Atrasentan, avosentan, tezosentan, clazentan and {5- (4-bromo-phenyl) -6- [2- (5-bromo-pyrimidin-2-yloxy) -ethoxy] -pyrimidin-4-yl} -amide propyl sulfamic acid.

The amount of receptor endothelin antagonist that is administered and the dosage regimen for the methods of this invention also depend on a variety of factors, including the patient's age, weight, gender and clinical condition, the severity of the pathological condition. , the route and frequency of administration, and the particular endothelin receptor antagonist employed, and so may vary widely. A daily dose administered to an individual may be about 0.001 to 100 mg / kg body weight, or about 0.005 to about 60 mg / kg body weight, or between about 50 mg / kg body weight, or between about 0.015 and about about 15mg / kg body weight, or about 0.05 to about 30mg / kg body weight, or about 0.075 to 7.5 mg / kg bodyweight, or about 0.1 to 20 mg / kg body weight, or about 0.15 to 3 mg / kg body weight.

The amount of receptor endothelin antagonist that is administered to a human patient will typically range from about 0.1 to 2400 mg, or from about 0.5 to 2000 mg, or from about 0.75 to 1000 mg. , or between about 1 mg to 1000 mg, or about 1.0 to 600 mg, or between about 5 mg to 500 mg, or between about 5.0 to 300mg, or between about 10 to 200 mg, or between about 10.0 to 100mg. The daily dose may be administered in one to six doses per day.

In a preferred embodiment, bosentan is administered in a daily dose to a patient between about 62.5 mg twice daily or 125 mg twice daily for adult patients.

Pharmaceutically usable endothelin receptor anatomists and their salts may be used as medicines (for example in the form of pharmaceutical preparations). Pharmaceutical preparations may be administered internally as well as orally (eg in the form of tablets, coated tablets, dragees, hard and soft gelatin capsules, solutions, emulsions or suspensions), inhalations, nasally (e.g. sprays) or rectally (for example in the form of suppositories). However, administration may also be performed parenterally as well as intramuscularly or intravenously (for example in the form of injectable solutions).

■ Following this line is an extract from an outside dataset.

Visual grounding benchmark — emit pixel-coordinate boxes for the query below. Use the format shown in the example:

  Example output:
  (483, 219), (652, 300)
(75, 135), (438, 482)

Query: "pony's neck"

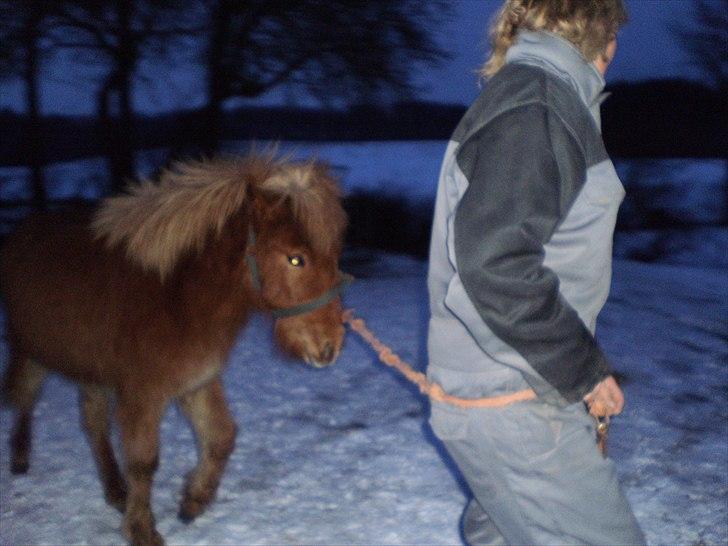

Endothelin receptor antagonists and their pharmaceutically usable salts may be processed with pharmaceutically inert solvents, inorganic or organic adjuvants for the production of depressed, coated tablets, dragees, and hard capsulagelatines. Lactose, maize starch or derivatives thereof, talc, stearic acid or their salts and others may be used, for example, as tablet adjuvants, dragees, and hard gelatin capsules.

Suitable adjuvants for soft gelatin capsules are, for example, vegetable oils, waxes, lard, semisolid substances and liquid polyols, and others. Suitable adjuvants for the production of solutions and sprays are, for example, water, polyols, saccharose, invert sugar, glucose, etc.

Suitable adjuvants for injectable solutions are, for example, water, alcohols, polyols, glycerol, vegetable oils.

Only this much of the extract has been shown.